The microcode that Red Hat stopped providing is not of their making. These patches are provided and developed by CPU makers (Intel, AMD, Arm, etc.).
“The microcode that was supplied to us did not cover all of the microprocessors that our customers possibly could use. It appears, subsequently, there may have been two versions that could have some regressions,” Christopher Robinson, product security manager at Red Hat, told Data Center Knowledge.
“We’ve historically been kind of a middleman in supplying [microcode]. Right now, because we don’t have a complete repository of all the updated microcode software, it’s just easier for our subscribers to go straight to the source and grab the microcode update from their silicon provider.”
Intel’s update on the situation
And now Intel instructed all customers to hold off on deploying current versions of the firmware updates, “as they may introduce higher than expected reboots and other unpredictable system behavior.”
“We have now identified the root cause for Broadwell and Haswell platforms, and made good progress in developing a solution to address it.

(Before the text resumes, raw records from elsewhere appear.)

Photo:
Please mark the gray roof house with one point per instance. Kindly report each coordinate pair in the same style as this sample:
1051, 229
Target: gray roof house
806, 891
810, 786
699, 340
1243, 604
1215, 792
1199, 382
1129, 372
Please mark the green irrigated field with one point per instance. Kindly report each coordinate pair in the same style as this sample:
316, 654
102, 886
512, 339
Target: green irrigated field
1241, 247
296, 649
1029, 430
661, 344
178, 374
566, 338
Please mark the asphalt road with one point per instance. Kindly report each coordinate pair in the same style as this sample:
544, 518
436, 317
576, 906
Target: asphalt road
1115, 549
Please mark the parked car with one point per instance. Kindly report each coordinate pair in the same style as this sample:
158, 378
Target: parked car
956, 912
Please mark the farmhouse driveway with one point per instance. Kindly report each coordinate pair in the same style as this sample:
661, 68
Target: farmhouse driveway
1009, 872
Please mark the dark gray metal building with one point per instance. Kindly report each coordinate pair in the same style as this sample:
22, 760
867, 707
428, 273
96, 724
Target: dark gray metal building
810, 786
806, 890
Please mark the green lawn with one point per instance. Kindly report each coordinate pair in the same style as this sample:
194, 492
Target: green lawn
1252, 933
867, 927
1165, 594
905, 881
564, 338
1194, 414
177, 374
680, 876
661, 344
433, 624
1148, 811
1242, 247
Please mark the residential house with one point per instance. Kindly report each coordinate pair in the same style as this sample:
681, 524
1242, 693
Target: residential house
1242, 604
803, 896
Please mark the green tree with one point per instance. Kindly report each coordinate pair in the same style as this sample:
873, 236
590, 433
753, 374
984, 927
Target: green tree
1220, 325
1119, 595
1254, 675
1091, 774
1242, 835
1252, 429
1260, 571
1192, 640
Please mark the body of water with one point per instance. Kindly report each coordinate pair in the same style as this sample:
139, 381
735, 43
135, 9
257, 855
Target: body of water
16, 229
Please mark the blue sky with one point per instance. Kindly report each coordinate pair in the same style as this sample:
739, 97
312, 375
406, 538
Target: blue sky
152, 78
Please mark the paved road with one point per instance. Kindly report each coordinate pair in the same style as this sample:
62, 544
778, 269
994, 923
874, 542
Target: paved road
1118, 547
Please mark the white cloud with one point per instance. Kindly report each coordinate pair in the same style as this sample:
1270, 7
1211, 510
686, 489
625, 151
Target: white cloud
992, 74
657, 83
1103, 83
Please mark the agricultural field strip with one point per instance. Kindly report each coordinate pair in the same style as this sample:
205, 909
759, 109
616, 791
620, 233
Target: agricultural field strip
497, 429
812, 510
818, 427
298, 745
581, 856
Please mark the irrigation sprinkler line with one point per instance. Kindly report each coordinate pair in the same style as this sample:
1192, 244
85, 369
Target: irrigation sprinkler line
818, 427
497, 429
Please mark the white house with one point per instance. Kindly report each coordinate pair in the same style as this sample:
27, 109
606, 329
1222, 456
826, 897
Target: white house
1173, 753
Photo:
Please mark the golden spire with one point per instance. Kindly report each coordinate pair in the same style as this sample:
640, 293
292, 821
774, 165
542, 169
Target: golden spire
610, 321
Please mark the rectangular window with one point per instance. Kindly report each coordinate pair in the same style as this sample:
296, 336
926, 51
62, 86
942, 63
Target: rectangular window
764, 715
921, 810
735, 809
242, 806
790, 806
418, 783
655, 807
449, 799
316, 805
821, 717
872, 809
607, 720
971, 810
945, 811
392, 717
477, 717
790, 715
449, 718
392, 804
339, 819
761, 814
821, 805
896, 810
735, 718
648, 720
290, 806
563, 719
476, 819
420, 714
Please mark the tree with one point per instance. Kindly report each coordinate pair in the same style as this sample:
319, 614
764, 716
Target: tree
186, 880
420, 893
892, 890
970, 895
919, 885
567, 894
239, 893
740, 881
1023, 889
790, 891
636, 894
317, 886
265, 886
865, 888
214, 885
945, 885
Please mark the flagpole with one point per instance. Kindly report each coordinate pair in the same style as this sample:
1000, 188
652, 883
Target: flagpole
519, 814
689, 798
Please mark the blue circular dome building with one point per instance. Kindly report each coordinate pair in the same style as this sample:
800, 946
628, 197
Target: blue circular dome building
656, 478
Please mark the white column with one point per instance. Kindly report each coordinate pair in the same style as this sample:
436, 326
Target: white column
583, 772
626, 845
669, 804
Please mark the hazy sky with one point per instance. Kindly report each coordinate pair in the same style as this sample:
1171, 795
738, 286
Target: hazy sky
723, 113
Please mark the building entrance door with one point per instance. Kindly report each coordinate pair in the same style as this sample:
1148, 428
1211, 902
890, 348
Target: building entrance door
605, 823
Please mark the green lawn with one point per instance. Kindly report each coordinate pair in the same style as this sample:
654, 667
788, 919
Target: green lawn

Over the weekend, we began rolling out an early version of the updated solution to industry partners for testing, and we will make a final release available once that testing has been completed,” Navin Shenoy, Intel VP and general manager of the Data Center Group at Intel Corporation, announced on Monday.
He asked industry partners to focus efforts on testing early versions of the updated solution so Intel can accelerate its release.
Intel also provided a handy table that shows which microcode updates should be avoided, depending on the underlying processors.
HP has reacted quickly to the announcement and removed system ROMs that include impacted microcodes from the HPE Support Site. They advised users to revert to earlier System ROM versions while they wait for new ones that include new Intel microcodes.